In this thought-provoking book, noted China experts from Harvard Business School and the Wharton School assert that while China has experienced remarkable economic growth in recent decades, it now faces major challenges–tests that could shift the country’s political and economic trajectory. A lack of accountability, transparency, and ease of operating in China, combined with growing evidence of high-level corruption, has made domestic and foreign businesspeople increasingly wary of the “China model.” These issues have deep roots in Chinese history and the country’s political system. William C. Kirby and F. Warren McFarlan of Harvard Business School and Regina M. Abrami of the Wharton School contend that the country’s dynamic private sector could be a source of sustainable growth, but it is constrained by political favoritism toward state-owned corporations.

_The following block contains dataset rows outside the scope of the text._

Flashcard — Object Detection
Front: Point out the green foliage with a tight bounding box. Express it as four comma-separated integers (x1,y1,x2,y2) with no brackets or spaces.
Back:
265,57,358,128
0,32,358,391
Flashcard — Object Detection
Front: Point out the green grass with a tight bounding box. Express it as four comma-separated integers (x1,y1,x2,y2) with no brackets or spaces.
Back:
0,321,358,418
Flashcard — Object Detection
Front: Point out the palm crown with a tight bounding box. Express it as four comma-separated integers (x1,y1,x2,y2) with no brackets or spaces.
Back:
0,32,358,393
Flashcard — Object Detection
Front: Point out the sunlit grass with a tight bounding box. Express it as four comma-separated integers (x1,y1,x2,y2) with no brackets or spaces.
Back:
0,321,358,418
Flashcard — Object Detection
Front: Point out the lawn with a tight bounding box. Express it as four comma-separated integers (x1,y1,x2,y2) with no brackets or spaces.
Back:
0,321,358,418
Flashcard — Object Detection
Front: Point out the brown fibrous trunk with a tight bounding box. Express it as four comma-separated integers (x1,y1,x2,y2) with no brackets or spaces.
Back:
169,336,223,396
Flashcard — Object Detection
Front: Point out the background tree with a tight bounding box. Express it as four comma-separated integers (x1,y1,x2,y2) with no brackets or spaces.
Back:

Can China Lead draws on more than thirty case studies on Chinese and foreign companies doing business in the region, including Sealed Air, China Merchants Bank, China Mobile, Wanxiang Group, Microsoft, UFIDA, and others. The book asserts that China is at an inflection point that cannot be ignored. An understanding of the forces that continue to shape its business landscape is crucial to establishing and maintaining a successful enterprise in China.

Professor William Kirby discussed his book at a National Committee program as part of the ongoing Jones Day China Lecture Series on Thursday, October 2, 2014 at Jones Day.

Bio:

William C. Kirby is T. M. Chang Professor of China Studies at Harvard University and Spangler Family Professor of Business Administration at the Harvard Business School. He is a Harvard University Distinguished Service Professor. He serves as chairman of the Harvard China Fund.

A historian of modern China, Professor Kirby’s work examines China’s business, economic, and political development in an international context. He has written on the evolution of modern Chinese business (state-owned and private); Chinese corporate law and company structure; the history of freedom in China; the international socialist economy of the 1950s; relations across the Taiwan Strait; and China’s relations with Europe and America. His current projects include case studies of contemporary Chinese businesses and a comparative study of higher education in China, Europe, and the United States.